Originally posted by strider42
It is absolutely impossible that the power4 or power5 will be in a desktop machine. absolutely, utterly impossible. Its not aimed at the desktop market. Its bulit for absolute reliability, and is thusly very expensive and gives up performance because of it. The power4 and power5 are absolutely NOT desktop chips, and no one in their right mind would use them as such. the 970 IS a desktop chip, designed to be so. if a power5 derivitive is made, that will be a desktop chip, but these are NOT the power4 and power5.
First off... I never said the Power4 would be in a Mac. Drop that part, it's a non-issue.
Your argument doesn't make any sense though. Just because it is reliable doesn't mean it won't work in a desktop. Just because it is currently prohibitivly expensive doesn't mean it won't work in a desktop (though market forces would make it impractical).
There is nothing in the architecture of a processor that makes it inherently expensive to create. Cost is related to R&D, Demand, Supply, Production costs (size, yield,...). It isn't related to the way in which the gates are arranged in a litho mask.
Server processors do tend to have thicker gates and interconnects to increase reliabilty, but even this is a minor extra cost. They are also sorted to a higher standard than desktop parts, increasing testing cost and decreasing yeild.
Once the 'maze' of the architecture is laid down, the trivial part would be shrinking the 'walls'. It would be a LOT easier than maintaining an architecture and a derivative of that architecture.

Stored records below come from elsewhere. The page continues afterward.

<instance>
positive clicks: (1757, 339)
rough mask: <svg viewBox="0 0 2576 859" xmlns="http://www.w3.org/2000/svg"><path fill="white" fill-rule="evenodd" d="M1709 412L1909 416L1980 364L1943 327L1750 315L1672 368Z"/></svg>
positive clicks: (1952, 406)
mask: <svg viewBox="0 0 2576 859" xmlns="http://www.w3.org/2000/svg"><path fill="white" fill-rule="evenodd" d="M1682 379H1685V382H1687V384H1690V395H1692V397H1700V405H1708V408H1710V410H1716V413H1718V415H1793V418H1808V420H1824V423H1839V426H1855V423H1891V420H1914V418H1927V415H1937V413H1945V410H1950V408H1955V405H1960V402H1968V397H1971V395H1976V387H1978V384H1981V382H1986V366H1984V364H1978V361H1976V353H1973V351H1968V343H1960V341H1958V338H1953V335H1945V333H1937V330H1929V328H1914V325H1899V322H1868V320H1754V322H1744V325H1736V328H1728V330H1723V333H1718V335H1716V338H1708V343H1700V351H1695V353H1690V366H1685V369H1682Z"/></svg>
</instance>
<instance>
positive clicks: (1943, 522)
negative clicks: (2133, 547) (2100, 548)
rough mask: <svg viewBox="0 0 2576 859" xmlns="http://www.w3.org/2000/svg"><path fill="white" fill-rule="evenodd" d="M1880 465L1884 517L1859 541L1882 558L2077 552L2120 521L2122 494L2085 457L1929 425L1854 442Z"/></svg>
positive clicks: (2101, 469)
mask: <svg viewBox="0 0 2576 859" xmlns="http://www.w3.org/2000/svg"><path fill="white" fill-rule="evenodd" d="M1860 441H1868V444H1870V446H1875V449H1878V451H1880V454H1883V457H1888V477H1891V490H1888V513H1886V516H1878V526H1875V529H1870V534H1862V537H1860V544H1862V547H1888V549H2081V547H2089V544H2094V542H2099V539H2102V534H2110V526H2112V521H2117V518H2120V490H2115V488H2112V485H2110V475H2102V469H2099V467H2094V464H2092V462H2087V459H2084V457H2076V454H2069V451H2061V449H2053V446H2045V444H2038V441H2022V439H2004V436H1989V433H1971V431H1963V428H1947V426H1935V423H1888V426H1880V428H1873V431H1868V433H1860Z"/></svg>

Now, look at my argument again. What makes more sense, making a Power5 for the desktop/small server or making a Power5 and yet another architecture based off of the Power5? The cost associated with making a desktop Power5 is MUCH lower than making a derivative architecture... and the dev time would be much shorter too.
As I said... I don't know if a Power5 will end up in a Mac and you certainly don't either. IBM is hinting (over a year out) that this processor will run in smaller hardware than the Power4 was designed to run in. The Power4+ (smaller die) is being put into smaller servers already. Add to this the fact that NO ONE knows what a Power4 really costs because the only info you have is the cost of an IBM aftermarket upgrade part (which is an IBM branded module with a big L3 cache)... not a raw chip price. IBM doesn't sell them to anyone else, so we have no idea. We have no idea how increased production and increased supply for a much larger market would affect the production cost of a chip like the Power4+ and we certainly don't know how it would affect a processor like the Power5... which just got powered on 2 weeks ago.
I think the key to whether we may see a real Power5 in a Mac would be whether or not IBM includes Altivec in the Power5, and what the transistor count turns out to be.
One more thing... if IBM does design the Power5 to be an option for the Mac, the increased production will drive down per unit cost. This means larger margins and more competitive prices for their Enterprise hardware.... their largest business unit.